思わず振り向いて睨み付けると、そこには俺に負けじと睨み返してくる大きな瞳。

「…んだよ、櫻井」
「おまえっ…今日は文化祭の準備あるから残れっていったろ…!」

ダッシュしてきたのか、肩で大きく息をしながら俺にしがみつくようにしてる。


…だっさ。


「そうだっけ~?」
「そうだよっ!」
「あ~でも俺、大事な用事入っちゃってるんだよね~。
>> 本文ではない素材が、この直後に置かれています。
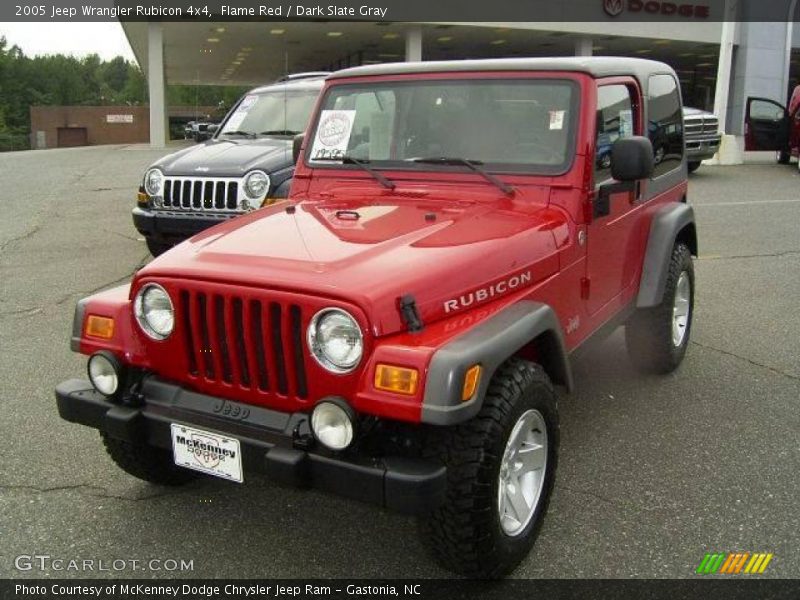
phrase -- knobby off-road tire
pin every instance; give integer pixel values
(656, 337)
(145, 462)
(466, 534)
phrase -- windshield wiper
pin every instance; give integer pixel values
(280, 132)
(472, 164)
(249, 134)
(380, 177)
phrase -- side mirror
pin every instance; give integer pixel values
(297, 145)
(632, 158)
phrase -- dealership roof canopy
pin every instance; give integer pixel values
(251, 53)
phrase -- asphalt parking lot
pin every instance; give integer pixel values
(654, 471)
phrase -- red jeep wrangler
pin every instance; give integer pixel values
(395, 331)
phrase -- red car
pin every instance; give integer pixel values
(395, 333)
(771, 126)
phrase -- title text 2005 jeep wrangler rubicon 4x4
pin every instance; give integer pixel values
(449, 241)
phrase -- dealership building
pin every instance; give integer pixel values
(721, 54)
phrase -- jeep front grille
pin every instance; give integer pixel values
(244, 340)
(700, 125)
(201, 193)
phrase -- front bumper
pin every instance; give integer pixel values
(275, 443)
(172, 227)
(703, 148)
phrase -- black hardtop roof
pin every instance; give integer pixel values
(596, 66)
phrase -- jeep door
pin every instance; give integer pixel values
(766, 125)
(610, 234)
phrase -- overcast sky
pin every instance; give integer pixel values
(79, 39)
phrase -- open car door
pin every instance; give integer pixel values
(766, 126)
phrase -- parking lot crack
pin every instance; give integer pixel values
(744, 256)
(746, 359)
(27, 235)
(93, 490)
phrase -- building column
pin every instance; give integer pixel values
(414, 44)
(156, 85)
(722, 90)
(583, 46)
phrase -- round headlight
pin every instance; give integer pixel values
(256, 184)
(153, 182)
(335, 340)
(332, 425)
(154, 311)
(104, 373)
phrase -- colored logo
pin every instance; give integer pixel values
(734, 563)
(612, 7)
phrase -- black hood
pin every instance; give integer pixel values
(229, 157)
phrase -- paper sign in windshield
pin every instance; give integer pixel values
(248, 101)
(333, 134)
(556, 119)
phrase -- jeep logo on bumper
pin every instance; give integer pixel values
(483, 294)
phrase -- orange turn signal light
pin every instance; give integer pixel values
(102, 327)
(471, 380)
(399, 380)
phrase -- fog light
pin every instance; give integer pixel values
(104, 373)
(333, 425)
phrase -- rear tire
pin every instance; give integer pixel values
(147, 463)
(500, 471)
(156, 248)
(657, 337)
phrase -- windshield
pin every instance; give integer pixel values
(504, 124)
(272, 113)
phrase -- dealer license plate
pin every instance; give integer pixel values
(207, 452)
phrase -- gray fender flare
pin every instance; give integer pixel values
(665, 228)
(490, 344)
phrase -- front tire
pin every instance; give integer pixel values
(500, 471)
(657, 337)
(147, 463)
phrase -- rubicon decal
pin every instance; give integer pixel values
(486, 293)
(734, 563)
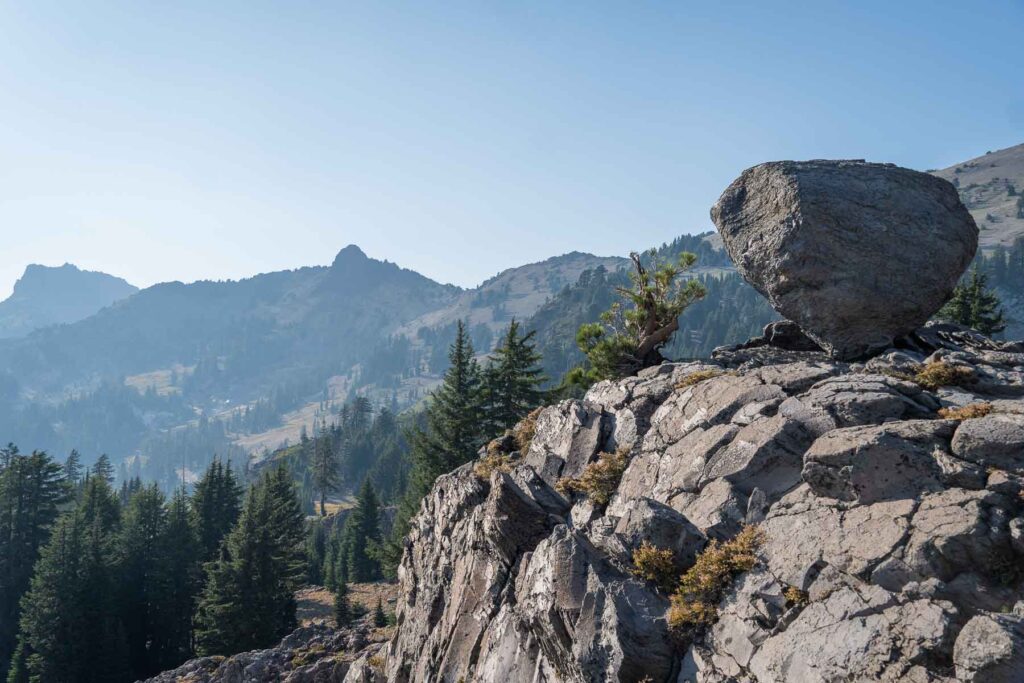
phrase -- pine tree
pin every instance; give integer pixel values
(70, 626)
(249, 598)
(177, 585)
(343, 614)
(975, 305)
(215, 506)
(139, 558)
(315, 552)
(103, 468)
(32, 488)
(452, 435)
(73, 468)
(454, 431)
(360, 536)
(512, 380)
(632, 333)
(327, 476)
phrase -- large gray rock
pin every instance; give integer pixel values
(990, 649)
(856, 254)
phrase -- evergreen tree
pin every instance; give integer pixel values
(140, 555)
(103, 468)
(975, 305)
(454, 430)
(73, 468)
(630, 337)
(327, 476)
(215, 506)
(360, 536)
(315, 552)
(452, 434)
(512, 380)
(249, 598)
(343, 614)
(70, 626)
(177, 583)
(32, 488)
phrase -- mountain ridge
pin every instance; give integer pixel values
(57, 295)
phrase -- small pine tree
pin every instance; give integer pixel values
(215, 507)
(103, 468)
(512, 380)
(325, 466)
(975, 305)
(177, 583)
(249, 598)
(343, 614)
(630, 337)
(453, 433)
(361, 532)
(73, 468)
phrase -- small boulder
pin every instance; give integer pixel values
(990, 648)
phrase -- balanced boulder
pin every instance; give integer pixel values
(856, 254)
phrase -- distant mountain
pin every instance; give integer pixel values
(232, 337)
(514, 293)
(45, 296)
(180, 371)
(732, 310)
(992, 188)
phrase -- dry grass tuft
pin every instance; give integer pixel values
(794, 596)
(698, 377)
(969, 412)
(654, 564)
(493, 461)
(934, 375)
(695, 601)
(599, 479)
(941, 374)
(524, 430)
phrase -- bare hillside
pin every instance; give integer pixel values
(991, 186)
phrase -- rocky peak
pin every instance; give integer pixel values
(46, 295)
(348, 257)
(898, 522)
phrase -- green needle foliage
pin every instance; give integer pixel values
(249, 601)
(632, 333)
(975, 305)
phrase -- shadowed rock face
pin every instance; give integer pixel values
(856, 254)
(901, 529)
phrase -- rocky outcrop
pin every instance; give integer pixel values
(315, 653)
(856, 254)
(892, 538)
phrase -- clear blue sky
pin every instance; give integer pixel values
(182, 140)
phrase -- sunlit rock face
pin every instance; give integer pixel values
(856, 254)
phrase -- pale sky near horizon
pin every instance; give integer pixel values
(190, 140)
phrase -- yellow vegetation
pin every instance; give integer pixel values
(969, 412)
(795, 596)
(695, 601)
(940, 374)
(934, 375)
(524, 430)
(493, 461)
(599, 479)
(654, 564)
(697, 377)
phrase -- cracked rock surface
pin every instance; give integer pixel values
(902, 531)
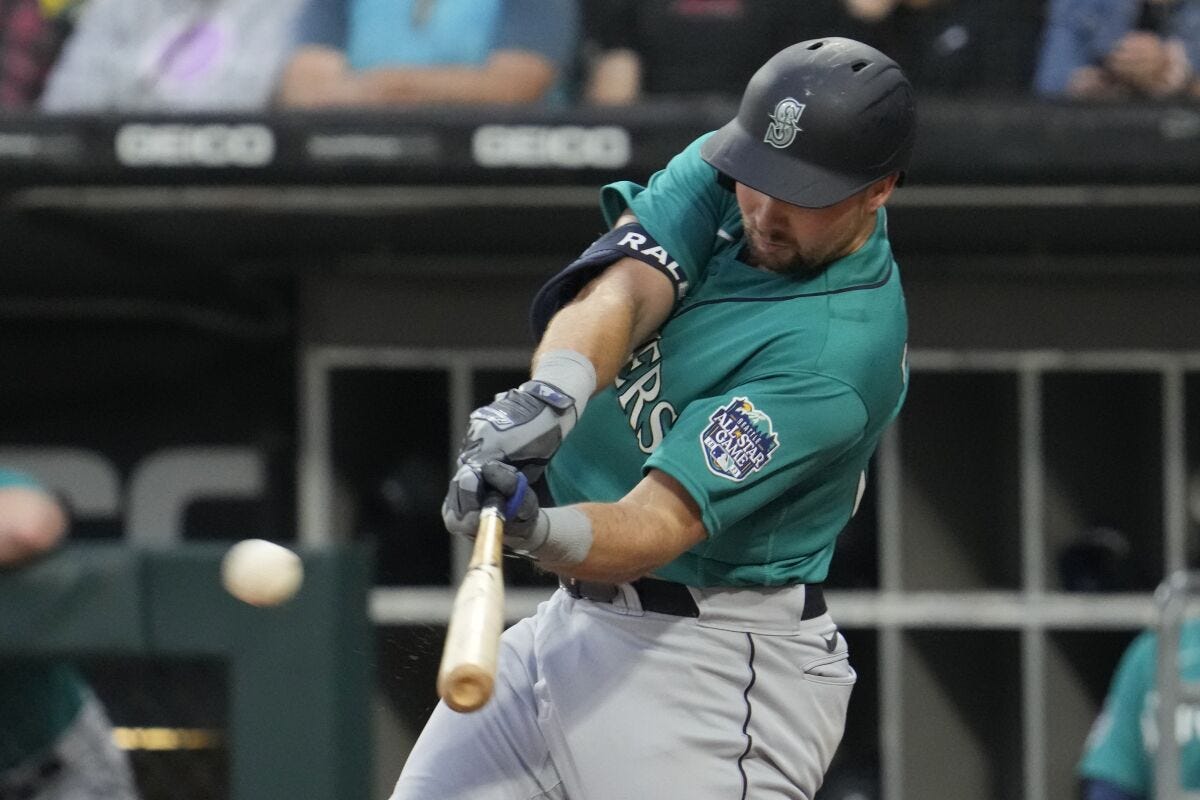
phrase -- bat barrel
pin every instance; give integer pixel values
(467, 673)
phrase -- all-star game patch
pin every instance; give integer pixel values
(738, 441)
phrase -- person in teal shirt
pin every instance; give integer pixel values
(396, 53)
(712, 378)
(55, 739)
(1119, 756)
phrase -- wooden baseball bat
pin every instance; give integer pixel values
(473, 639)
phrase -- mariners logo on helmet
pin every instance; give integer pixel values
(738, 441)
(785, 122)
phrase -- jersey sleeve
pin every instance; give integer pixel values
(1115, 750)
(742, 450)
(682, 206)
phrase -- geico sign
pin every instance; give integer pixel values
(195, 145)
(538, 145)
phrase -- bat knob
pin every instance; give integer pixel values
(466, 689)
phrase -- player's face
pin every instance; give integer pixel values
(785, 238)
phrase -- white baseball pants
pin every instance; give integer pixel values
(607, 702)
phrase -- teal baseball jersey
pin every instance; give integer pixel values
(763, 395)
(39, 699)
(1122, 743)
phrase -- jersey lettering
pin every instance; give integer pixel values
(633, 241)
(642, 392)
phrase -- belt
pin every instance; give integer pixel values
(675, 599)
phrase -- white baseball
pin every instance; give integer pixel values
(261, 572)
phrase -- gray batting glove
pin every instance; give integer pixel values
(523, 426)
(525, 531)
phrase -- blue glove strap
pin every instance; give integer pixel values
(514, 503)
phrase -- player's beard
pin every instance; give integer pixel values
(786, 258)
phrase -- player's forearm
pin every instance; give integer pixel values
(627, 543)
(317, 77)
(621, 308)
(647, 528)
(31, 523)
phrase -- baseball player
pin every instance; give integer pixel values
(55, 738)
(1119, 757)
(712, 378)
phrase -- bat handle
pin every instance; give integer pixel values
(468, 663)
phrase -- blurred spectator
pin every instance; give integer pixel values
(1119, 755)
(31, 34)
(413, 52)
(173, 55)
(637, 48)
(1111, 49)
(954, 47)
(55, 740)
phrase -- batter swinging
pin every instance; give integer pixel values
(745, 325)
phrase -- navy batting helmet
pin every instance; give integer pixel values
(819, 121)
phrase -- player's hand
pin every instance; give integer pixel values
(522, 427)
(1140, 59)
(525, 530)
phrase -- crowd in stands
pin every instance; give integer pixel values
(245, 55)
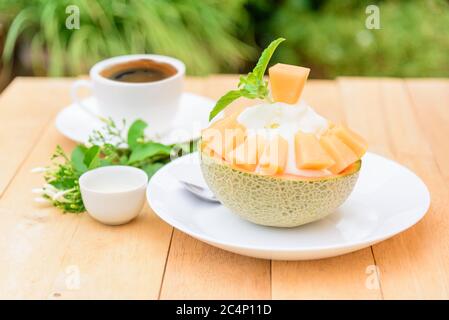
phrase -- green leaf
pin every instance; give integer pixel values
(265, 58)
(151, 168)
(136, 133)
(77, 158)
(148, 150)
(91, 159)
(252, 86)
(224, 101)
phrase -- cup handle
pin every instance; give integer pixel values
(76, 99)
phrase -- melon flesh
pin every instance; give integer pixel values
(310, 154)
(274, 156)
(340, 153)
(351, 139)
(223, 136)
(287, 82)
(246, 155)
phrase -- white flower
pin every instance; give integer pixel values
(42, 200)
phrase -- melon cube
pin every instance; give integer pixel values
(287, 82)
(351, 139)
(310, 154)
(223, 136)
(274, 156)
(246, 155)
(340, 153)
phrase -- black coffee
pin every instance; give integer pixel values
(143, 70)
悪りぃな」
「おまえ、この間もそう言ってサボっただろっ!」
「そうだっけ?」
「おまえがやんない分、みんながフォローしてんだぞっ!みんな、部活やバイトで忙しいのにっ…恥ずかしいと思わないのか!?」
「恥ずかしい…?いや、全然」


なに一人で熱くなっちゃってんの、こいつ

バッカみてぇ


「おまえっ…!」
「あのさぁ、たかが文化祭ごとき、なんでそんなに気合い入ってるわけ?そういうのって、やりたい奴がやればいいんじゃねぇの?中にはやりたくない奴もいるわけでさ…今の時代、そういう押し付けって、一種のパワハラだと思うけどなぁ、俺は」

少しだけ踵を浮かせて、俺より少し低い位置にあるドングリみたいな眼を上から押さえつけるように見つめながら、わざとニコッと笑顔を浮かべてやると。

櫻井はぐっと言葉に詰まった。

「ぱ、パワハラって、俺は別にっ…」
「それじゃ、俺の分も頑張ってね。真面目なクラス委員さん♡」

肩を掴んでた手が、一瞬緩んだのを感じて。

その手をバシンと弾き飛ばすと、踵を返して歩き出す。

「おい、松本っ…!」

まだ、声は追いかけてきたけど。

俺はそれを振り切って、階段を下りた。